Heart & Vascular Program
The benefits from quitting smoking can be seen very early and continue for many years:
20 minutes: blood pressure and pulse rate go down to normal.
Eight hours: carbon monoxide levels in blood drop and oxygen levels go up.
24 hours: chance of heart attack goes down.
48 hours: food tastes and smells better.
Two weeks to nine months: coughing, congestion, tiredness and shortness of breath go down and overall energy goes up.
One year: you are half as likely to get heart disease.
Five to fifteen years: your chance of lung cancer goes down by almost half, and your risk of dying is similar to someone who has never smoked.
We can provide you with assistance to quit smoking. When planning to quit, many smokers cut back on the number of cigarettes before they actually quit the habit for good. This may increase your confidence for your actual quit day. To help you get started, here are a few tips:
- Make your home environment smoke-free. In addition to making smoking less convenient, this will also decrease the risks of second hand smoke to your loved ones.
- Delay having the first cigarette after you wake up by about 15 minutes and then gradually lengthen the time you delay.

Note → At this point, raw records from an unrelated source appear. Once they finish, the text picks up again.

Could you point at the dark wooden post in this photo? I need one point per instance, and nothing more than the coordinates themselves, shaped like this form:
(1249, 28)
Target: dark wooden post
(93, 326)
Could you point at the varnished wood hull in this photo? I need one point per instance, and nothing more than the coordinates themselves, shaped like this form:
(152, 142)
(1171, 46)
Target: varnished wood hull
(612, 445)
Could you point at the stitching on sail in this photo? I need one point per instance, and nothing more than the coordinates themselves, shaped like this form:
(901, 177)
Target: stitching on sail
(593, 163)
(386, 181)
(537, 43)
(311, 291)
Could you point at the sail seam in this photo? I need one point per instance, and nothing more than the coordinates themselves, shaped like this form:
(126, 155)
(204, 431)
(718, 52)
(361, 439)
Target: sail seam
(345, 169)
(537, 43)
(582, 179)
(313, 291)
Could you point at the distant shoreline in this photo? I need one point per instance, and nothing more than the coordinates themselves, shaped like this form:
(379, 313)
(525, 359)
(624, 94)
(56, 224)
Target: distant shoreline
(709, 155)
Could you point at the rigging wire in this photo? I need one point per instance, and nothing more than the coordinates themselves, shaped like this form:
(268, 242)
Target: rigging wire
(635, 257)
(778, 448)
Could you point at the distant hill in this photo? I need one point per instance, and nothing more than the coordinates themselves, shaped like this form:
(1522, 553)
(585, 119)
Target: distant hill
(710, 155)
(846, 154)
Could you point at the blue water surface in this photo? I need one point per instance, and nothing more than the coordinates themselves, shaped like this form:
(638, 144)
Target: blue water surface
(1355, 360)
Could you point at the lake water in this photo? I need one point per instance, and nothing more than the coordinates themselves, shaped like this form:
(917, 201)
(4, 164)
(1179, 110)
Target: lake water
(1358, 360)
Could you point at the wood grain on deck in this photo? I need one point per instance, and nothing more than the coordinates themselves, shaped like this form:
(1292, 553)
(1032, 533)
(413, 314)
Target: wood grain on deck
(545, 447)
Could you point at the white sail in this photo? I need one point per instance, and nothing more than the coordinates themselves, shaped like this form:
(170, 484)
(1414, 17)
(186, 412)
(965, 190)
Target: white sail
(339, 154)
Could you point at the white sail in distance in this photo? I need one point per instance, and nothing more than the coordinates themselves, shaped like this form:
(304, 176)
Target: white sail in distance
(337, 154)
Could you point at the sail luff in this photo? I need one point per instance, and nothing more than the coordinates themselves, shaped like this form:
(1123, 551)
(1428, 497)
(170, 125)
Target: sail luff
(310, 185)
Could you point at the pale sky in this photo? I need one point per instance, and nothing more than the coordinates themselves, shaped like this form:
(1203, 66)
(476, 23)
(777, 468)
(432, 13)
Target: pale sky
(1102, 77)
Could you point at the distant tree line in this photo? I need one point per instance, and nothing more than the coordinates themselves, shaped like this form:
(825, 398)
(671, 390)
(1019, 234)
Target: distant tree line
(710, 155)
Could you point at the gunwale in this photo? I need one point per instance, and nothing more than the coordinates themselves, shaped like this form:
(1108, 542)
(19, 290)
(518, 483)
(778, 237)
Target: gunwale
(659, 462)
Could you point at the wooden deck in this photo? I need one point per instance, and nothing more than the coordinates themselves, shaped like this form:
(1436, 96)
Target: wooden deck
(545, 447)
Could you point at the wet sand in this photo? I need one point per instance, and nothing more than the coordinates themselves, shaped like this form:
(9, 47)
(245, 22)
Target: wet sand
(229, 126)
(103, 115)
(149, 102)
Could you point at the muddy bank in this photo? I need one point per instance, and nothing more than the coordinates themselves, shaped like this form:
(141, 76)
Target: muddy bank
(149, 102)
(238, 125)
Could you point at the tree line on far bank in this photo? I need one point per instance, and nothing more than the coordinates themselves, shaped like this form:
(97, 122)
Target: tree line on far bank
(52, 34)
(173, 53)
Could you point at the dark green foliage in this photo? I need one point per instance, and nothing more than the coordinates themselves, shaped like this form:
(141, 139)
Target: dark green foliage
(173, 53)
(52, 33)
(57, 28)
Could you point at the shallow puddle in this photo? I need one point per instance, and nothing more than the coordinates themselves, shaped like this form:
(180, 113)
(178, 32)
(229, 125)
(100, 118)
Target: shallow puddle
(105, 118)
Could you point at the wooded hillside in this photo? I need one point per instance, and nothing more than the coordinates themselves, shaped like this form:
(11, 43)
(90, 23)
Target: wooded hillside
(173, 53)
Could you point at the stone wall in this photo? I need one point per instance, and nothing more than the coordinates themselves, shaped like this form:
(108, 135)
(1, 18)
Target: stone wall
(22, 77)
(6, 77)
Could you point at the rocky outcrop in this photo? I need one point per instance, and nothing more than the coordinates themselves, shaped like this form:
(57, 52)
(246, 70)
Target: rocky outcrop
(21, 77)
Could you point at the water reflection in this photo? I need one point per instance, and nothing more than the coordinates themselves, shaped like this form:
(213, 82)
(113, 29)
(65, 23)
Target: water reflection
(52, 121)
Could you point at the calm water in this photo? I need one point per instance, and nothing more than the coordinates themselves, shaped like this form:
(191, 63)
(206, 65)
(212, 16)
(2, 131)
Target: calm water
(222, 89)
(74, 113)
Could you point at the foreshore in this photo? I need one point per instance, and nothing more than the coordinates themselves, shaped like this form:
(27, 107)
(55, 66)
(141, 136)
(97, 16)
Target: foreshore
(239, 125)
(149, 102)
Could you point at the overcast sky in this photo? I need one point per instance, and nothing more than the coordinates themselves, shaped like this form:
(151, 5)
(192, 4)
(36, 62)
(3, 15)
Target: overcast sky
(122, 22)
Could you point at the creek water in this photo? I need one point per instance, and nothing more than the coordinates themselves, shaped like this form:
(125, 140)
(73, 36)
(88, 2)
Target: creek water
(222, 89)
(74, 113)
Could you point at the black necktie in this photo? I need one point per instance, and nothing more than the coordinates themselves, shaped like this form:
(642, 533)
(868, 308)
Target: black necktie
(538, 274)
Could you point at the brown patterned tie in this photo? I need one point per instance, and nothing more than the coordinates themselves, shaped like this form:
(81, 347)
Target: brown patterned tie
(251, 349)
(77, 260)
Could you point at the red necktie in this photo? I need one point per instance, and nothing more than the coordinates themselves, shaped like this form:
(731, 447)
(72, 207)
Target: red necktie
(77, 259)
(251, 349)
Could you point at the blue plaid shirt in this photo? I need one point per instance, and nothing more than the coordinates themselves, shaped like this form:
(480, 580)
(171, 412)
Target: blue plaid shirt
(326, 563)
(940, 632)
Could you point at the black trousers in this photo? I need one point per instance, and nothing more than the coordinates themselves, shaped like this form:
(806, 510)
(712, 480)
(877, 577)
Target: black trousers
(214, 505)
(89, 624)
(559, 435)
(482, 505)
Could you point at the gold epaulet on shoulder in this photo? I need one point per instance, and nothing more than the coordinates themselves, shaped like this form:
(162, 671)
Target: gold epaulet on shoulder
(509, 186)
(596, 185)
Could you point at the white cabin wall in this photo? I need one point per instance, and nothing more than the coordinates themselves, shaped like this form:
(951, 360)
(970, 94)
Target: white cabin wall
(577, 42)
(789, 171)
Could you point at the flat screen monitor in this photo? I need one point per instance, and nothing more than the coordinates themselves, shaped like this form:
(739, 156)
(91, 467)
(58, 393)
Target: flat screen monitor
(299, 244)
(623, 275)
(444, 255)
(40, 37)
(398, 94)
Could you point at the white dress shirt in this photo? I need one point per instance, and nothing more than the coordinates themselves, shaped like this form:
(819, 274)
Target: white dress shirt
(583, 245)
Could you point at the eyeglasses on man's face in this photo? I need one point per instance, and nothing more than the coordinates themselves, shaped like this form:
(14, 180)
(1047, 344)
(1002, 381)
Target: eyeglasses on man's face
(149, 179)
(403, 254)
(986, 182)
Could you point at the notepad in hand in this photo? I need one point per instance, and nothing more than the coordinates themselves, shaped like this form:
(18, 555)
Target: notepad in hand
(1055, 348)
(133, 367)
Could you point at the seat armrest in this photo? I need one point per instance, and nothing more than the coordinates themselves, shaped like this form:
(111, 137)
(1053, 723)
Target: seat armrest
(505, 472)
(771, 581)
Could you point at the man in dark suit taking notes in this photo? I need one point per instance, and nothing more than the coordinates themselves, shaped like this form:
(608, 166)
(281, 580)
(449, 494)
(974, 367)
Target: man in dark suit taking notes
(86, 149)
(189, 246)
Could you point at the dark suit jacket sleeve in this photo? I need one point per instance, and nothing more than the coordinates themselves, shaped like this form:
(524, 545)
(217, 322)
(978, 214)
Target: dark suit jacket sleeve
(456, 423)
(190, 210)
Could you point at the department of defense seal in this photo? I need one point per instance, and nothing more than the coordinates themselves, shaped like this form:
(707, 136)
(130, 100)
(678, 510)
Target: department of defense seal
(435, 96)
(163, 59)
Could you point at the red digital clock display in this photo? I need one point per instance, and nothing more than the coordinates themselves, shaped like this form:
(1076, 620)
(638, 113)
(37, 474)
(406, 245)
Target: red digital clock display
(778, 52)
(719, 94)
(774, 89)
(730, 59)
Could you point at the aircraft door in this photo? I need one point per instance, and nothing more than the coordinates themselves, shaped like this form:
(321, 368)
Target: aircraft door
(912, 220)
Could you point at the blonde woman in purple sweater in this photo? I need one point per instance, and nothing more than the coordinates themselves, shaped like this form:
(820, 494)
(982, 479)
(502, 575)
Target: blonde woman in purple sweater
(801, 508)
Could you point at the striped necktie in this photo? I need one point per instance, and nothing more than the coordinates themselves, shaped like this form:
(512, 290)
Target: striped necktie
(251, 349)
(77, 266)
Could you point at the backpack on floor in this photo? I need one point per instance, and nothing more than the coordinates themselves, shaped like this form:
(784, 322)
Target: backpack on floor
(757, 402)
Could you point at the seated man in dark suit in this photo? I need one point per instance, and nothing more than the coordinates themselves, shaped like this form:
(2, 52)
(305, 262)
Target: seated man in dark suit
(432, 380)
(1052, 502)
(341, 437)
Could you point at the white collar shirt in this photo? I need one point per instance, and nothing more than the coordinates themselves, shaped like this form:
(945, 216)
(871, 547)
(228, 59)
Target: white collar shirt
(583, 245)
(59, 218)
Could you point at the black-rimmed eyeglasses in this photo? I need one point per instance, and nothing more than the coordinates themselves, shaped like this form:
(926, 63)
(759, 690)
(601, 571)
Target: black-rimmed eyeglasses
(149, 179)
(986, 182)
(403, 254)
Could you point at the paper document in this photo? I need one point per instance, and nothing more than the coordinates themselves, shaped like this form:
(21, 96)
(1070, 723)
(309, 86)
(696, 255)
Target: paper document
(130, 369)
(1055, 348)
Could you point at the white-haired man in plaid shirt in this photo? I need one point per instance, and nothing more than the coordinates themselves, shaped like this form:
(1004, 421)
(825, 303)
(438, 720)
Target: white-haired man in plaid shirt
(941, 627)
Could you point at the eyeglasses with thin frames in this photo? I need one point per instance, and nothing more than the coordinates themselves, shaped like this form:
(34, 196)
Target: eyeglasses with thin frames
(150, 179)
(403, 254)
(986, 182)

- Cut back the amount you smoke each day. If you normally smoke 25 cigarettes, leave only 20 cigarettes in the package for the day.
- Smoke only part of the cigarette. You will find that the number of cigarettes you smoke per day will be less.
- Smoke a brand of cigarette that is less satisfying.
- Some people smoke at particular times of the day. Cut out one or more of these cigarettes and do another activity, such as going for a walk, doing the dishes, playing an instrument or working on a crossword puzzle.
- Spend more time in places where smoking is not permitted.